She is, to them, an empty vessel into which they can pour everything they detest about politicians, ambitious women, and an American culture they fear is being wrested from their control.
Stanley Fish fishes around the Jason Horowitz article in GQ, but neither man can quite bring himself to call the Hillary hating what it is. Jason? Stanley? It’s MISOGYNY Look that up in your Funk and Wagnalls. Oh, if that’s too strong a word, how about SEXISM? I am puzzled about how the topic of “hating Hillary Clinton” could be addressed without either writer (or their editors) making a single call-out regarding the misogyny and sexism that underlie so much of the vituperative ad feminam critiques.

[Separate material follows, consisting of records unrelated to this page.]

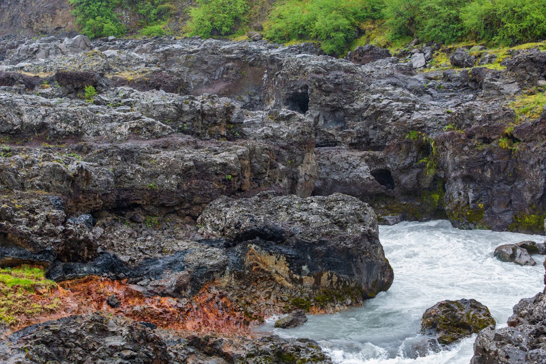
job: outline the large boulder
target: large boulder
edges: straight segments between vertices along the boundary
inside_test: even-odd
[[[279,319],[275,323],[275,327],[291,329],[300,326],[307,320],[307,316],[302,309],[299,309],[288,314],[288,315]]]
[[[167,364],[167,345],[152,330],[126,319],[95,314],[70,316],[27,326],[0,347],[4,363]],[[9,350],[9,349],[11,350]]]
[[[546,295],[539,293],[514,306],[508,327],[483,330],[474,343],[472,364],[546,362]]]
[[[476,57],[470,55],[464,48],[458,48],[449,57],[449,62],[454,67],[472,67],[476,63]]]
[[[426,309],[421,331],[436,336],[440,344],[447,344],[495,324],[486,307],[473,299],[462,299],[442,301]]]
[[[537,265],[537,262],[525,248],[515,244],[506,244],[497,247],[493,255],[502,261],[511,261],[519,265]]]
[[[357,47],[352,52],[348,52],[345,59],[357,64],[366,64],[389,57],[391,57],[391,54],[389,50],[366,44],[361,47]]]
[[[222,238],[230,247],[229,269],[239,280],[272,279],[307,309],[358,303],[393,281],[375,213],[353,197],[222,197],[207,206],[198,224],[201,234]]]

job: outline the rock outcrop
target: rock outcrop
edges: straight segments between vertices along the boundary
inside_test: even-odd
[[[302,309],[290,312],[275,323],[275,327],[280,329],[292,329],[300,326],[307,322],[307,316]]]
[[[489,309],[476,300],[442,301],[426,309],[421,330],[436,337],[442,344],[450,344],[495,325]]]
[[[274,290],[274,301],[284,296],[287,304],[328,308],[360,302],[392,283],[375,214],[353,197],[222,198],[197,223],[203,235],[222,239],[228,271],[238,284],[258,287],[257,299]]]
[[[519,265],[536,265],[527,250],[515,244],[506,244],[497,247],[493,255],[502,261],[511,261]]]
[[[28,326],[0,344],[6,364],[59,361],[125,364],[309,362],[331,364],[315,342],[270,336],[173,338],[153,325],[99,314]]]

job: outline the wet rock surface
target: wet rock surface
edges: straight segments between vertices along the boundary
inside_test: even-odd
[[[447,344],[495,325],[486,307],[473,299],[462,299],[442,301],[428,308],[423,314],[421,330]]]
[[[332,362],[312,340],[173,338],[144,324],[99,314],[48,321],[12,333],[0,344],[0,359],[6,364]]]
[[[371,46],[337,59],[256,34],[66,35],[0,40],[0,264],[45,267],[70,297],[61,315],[244,331],[271,314],[361,305],[393,279],[372,208],[384,223],[544,232],[546,111],[508,107],[545,81],[544,52],[495,70],[456,50],[467,68],[423,72]],[[428,67],[436,49],[420,46],[416,61]],[[164,350],[135,327],[146,353],[180,362],[282,361],[304,347],[329,362],[310,342],[201,337]]]
[[[307,318],[305,315],[305,313],[303,310],[299,309],[297,311],[291,312],[287,316],[276,321],[275,327],[281,329],[297,327],[306,323],[307,320]]]
[[[546,295],[541,293],[514,306],[508,327],[488,327],[474,343],[472,364],[543,363],[546,360]]]
[[[536,265],[527,250],[515,244],[507,244],[497,247],[493,255],[502,261],[511,261],[519,265]]]

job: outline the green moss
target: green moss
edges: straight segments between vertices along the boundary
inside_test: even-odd
[[[49,303],[38,303],[33,300],[36,291],[50,290],[56,284],[46,279],[44,271],[39,268],[23,266],[17,268],[0,269],[0,323],[16,326],[18,318],[27,318],[56,310],[60,304],[58,298]]]
[[[309,302],[308,299],[305,299],[301,297],[295,297],[290,299],[290,306],[291,306],[288,311],[291,311],[290,308],[301,308],[301,309],[305,310],[305,311],[308,312],[309,308],[311,307],[311,302]]]
[[[446,212],[450,220],[458,222],[463,226],[474,229],[489,229],[483,219],[485,210],[483,204],[478,204],[473,207],[468,205],[457,205]]]
[[[544,232],[544,221],[546,214],[520,213],[514,216],[514,222],[508,225],[511,231],[529,231],[542,234]]]

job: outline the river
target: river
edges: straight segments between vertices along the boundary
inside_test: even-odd
[[[544,288],[543,256],[533,255],[537,265],[522,267],[492,254],[499,245],[542,242],[544,236],[462,230],[436,220],[381,226],[379,240],[394,270],[388,291],[362,307],[308,316],[300,327],[274,329],[272,319],[257,330],[316,340],[339,364],[468,364],[475,336],[440,351],[422,349],[426,338],[419,331],[425,310],[443,300],[473,298],[503,327],[514,305]],[[416,347],[424,356],[416,354]]]

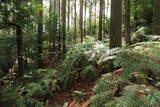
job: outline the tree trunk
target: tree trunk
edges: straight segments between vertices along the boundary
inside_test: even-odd
[[[70,0],[68,0],[68,27],[67,27],[68,32],[69,32],[69,27],[70,27]]]
[[[99,34],[98,40],[102,40],[102,27],[103,27],[103,0],[100,0],[100,9],[99,9]]]
[[[80,0],[80,32],[81,32],[81,43],[83,42],[83,0]]]
[[[61,51],[61,0],[59,0],[59,2],[58,2],[58,7],[59,7],[59,10],[58,10],[58,12],[59,12],[59,31],[58,31],[58,50],[59,50],[59,52]]]
[[[40,0],[40,5],[43,6],[43,1]],[[43,39],[43,10],[39,11],[38,14],[38,68],[43,67],[42,63],[42,39]]]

In better news, Bobby Knight finally retired from the dog-food college down in Bush country where he’s been teaching the game since he was exiled from the civilized world.
I’ve been shy about picking a candidate to support for President. Until Edwards dropped out I had hoped for a brokered convention that could bring serious change, an opportunity for the people to have input to the Democratic party’s platform, a chance that we could break through the walls of deceit and propaganda to some clarity regarding holding corporations accountable, an opportunity to tax corporations to begin the reparation of the damage they’ve done to our environment, to our institutions, to the world. I had hoped for an opportunity to have voice in the decision to end war and reassert the value of diplomacy in our international relations. I had hoped for a reasonable approach to the provision of human services, an approach that drove the engine of private enterprise fueled by profit and greed away from this most public sector of our culture and economy. I still think we can force a change. And I’ll still be happy to vote for either Clinton or Obama in the fall. And I think we can make a difference by letting our voices be heard. Yes we can.